We then translated the aligned genome and found that these inserts are present in all Wuhan 2019-nCoV viruses except the 2019-nCoV virus of Bat as a host [Fig.S4]. Intrigued by the 4 highly conserved inserts unique to 2019-nCoV we wanted to understand their origin. For this purpose, we used the 2019-nCoV local alignment with each insert as query against all virus genomes and considered hits with 100% sequence coverage. Surprisingly, each of the four inserts aligned with short segments of the Human immunodeficiency Virus-1 (HIV-1) proteins. The amino acid positions of the inserts in 2019-nCoV and the corresponding residues in HIV-1 gp120 and HIV-1 Gag are shown in Table 1.

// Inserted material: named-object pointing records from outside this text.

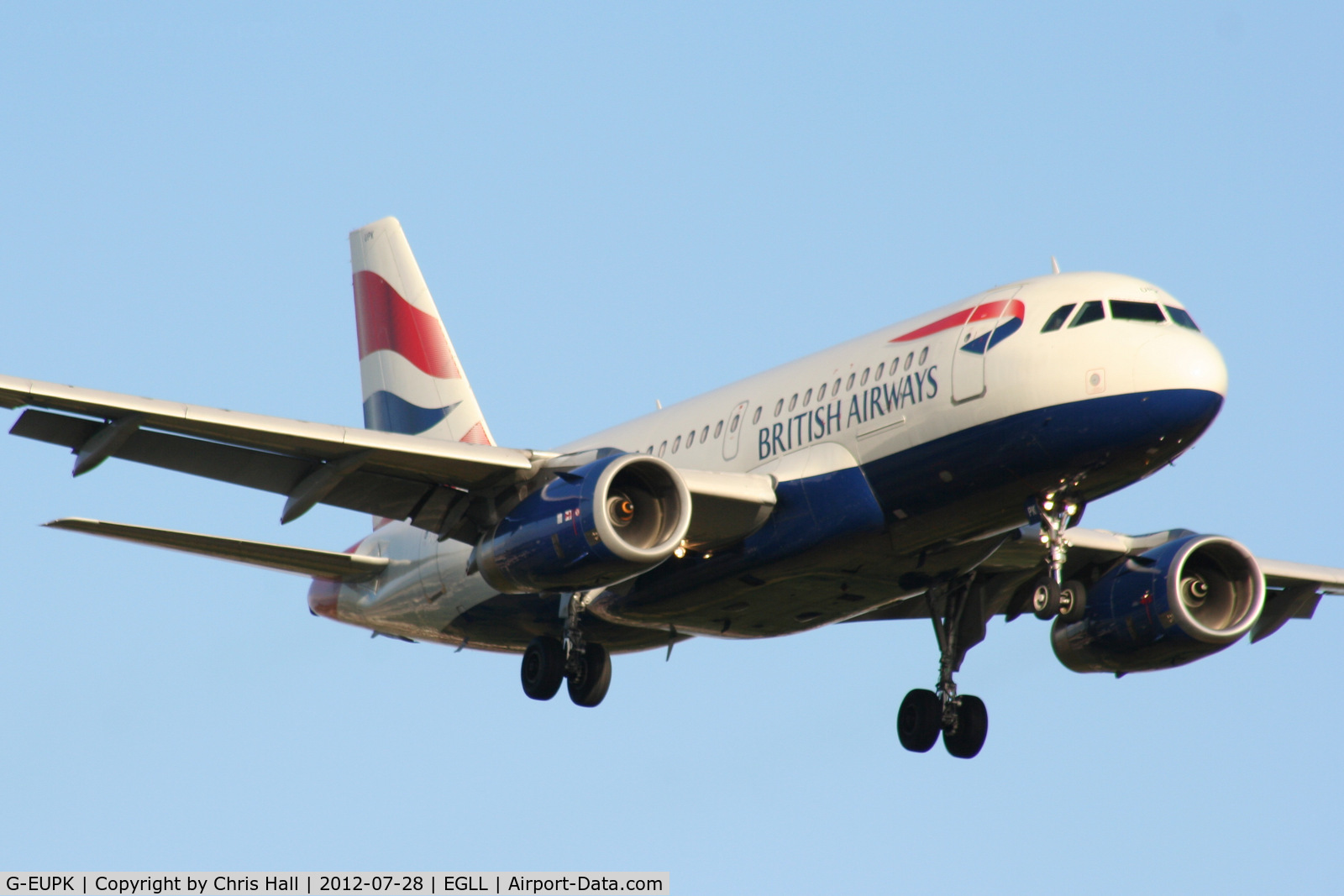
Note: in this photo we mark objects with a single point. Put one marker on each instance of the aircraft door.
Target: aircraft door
(968, 359)
(736, 422)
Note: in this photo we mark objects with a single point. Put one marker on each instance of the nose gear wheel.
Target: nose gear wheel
(958, 624)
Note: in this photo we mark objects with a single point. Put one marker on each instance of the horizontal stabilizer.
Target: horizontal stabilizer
(323, 564)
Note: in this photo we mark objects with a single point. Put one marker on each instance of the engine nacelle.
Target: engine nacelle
(589, 527)
(1173, 605)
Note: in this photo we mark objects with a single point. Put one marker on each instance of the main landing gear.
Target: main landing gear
(548, 661)
(958, 622)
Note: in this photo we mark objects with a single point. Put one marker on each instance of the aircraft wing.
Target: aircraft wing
(1294, 589)
(432, 483)
(323, 564)
(382, 473)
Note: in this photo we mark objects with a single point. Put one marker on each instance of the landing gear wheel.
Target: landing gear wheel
(972, 726)
(1073, 600)
(1045, 598)
(591, 676)
(920, 720)
(543, 668)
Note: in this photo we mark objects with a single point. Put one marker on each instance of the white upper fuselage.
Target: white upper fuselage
(885, 392)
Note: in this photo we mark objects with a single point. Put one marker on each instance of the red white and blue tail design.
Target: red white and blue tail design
(412, 378)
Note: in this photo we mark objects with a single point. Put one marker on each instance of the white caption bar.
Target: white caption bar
(475, 884)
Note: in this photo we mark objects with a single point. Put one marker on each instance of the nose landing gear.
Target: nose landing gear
(1052, 595)
(548, 661)
(958, 622)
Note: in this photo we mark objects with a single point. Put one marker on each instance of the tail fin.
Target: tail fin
(412, 379)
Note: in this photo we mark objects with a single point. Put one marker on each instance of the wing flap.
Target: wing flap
(429, 459)
(726, 506)
(323, 564)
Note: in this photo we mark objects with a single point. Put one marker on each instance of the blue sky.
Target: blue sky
(616, 204)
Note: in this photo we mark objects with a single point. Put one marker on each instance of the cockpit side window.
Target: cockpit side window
(1182, 317)
(1058, 318)
(1090, 312)
(1124, 311)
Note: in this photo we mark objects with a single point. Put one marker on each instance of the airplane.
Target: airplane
(934, 469)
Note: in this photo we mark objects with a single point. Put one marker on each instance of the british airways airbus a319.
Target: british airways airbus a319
(934, 469)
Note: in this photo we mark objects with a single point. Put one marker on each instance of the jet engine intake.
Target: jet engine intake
(1173, 605)
(589, 527)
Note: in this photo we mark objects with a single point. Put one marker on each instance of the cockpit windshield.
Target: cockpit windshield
(1182, 317)
(1090, 312)
(1126, 311)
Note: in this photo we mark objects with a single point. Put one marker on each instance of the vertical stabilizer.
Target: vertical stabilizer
(412, 378)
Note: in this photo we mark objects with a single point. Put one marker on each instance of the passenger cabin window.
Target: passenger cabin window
(1182, 317)
(1126, 311)
(1090, 312)
(1058, 318)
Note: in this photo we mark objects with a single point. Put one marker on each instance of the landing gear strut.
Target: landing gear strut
(548, 661)
(1052, 595)
(958, 624)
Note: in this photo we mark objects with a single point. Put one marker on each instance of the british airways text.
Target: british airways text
(864, 405)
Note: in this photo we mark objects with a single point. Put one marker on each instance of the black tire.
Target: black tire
(972, 727)
(543, 668)
(1045, 598)
(920, 720)
(591, 679)
(1073, 600)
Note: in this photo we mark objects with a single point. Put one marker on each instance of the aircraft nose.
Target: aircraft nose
(1180, 360)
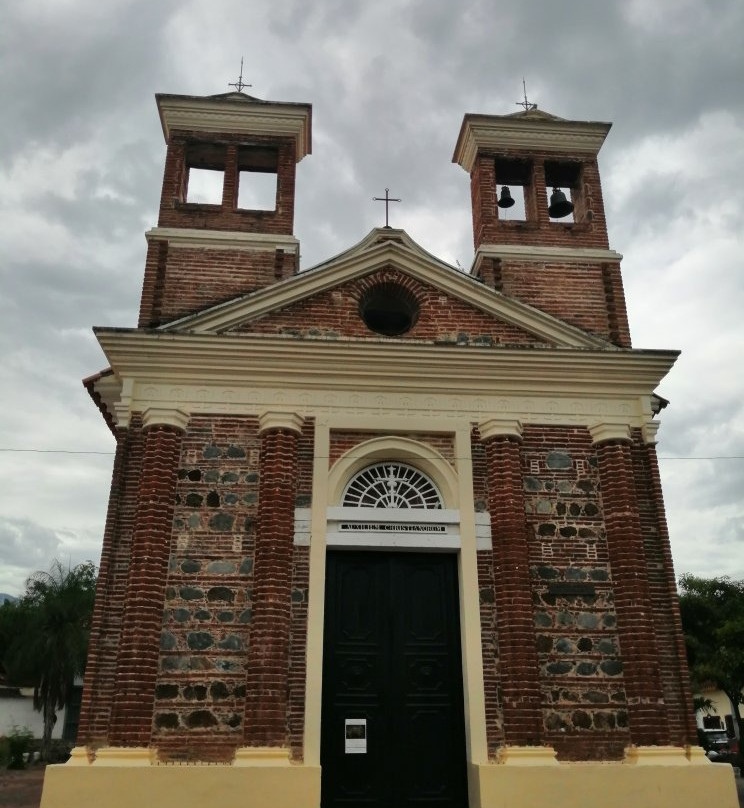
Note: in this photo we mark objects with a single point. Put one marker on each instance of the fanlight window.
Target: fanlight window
(391, 485)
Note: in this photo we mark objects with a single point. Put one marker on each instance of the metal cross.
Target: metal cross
(239, 84)
(387, 200)
(526, 104)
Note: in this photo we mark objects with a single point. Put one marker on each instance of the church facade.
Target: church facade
(383, 532)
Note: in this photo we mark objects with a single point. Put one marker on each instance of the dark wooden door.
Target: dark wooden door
(391, 656)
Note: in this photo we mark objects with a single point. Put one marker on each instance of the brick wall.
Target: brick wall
(176, 212)
(137, 659)
(672, 656)
(539, 229)
(180, 281)
(335, 313)
(587, 295)
(100, 672)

The first 3 inserts (insert 1,2 and 3) aligned to short segments of amino acid residues in HIV-1 gp120. The insert 4 aligned to HIV-1 Gag. The insert 1 (6 amino acid residues) and insert 2 (6 amino acid residues) in the spike glycoprotein of 2019-nCoV are 100% identical to the residues mapped to HIV-1 gp120. The insert 3 (12 amino acid residues) in 2019- nCoV maps to HIV-1 gp120 with gaps [see Table 1]. The insert 4 (8 amino acid residues) maps to HIV-1 Gag with gaps.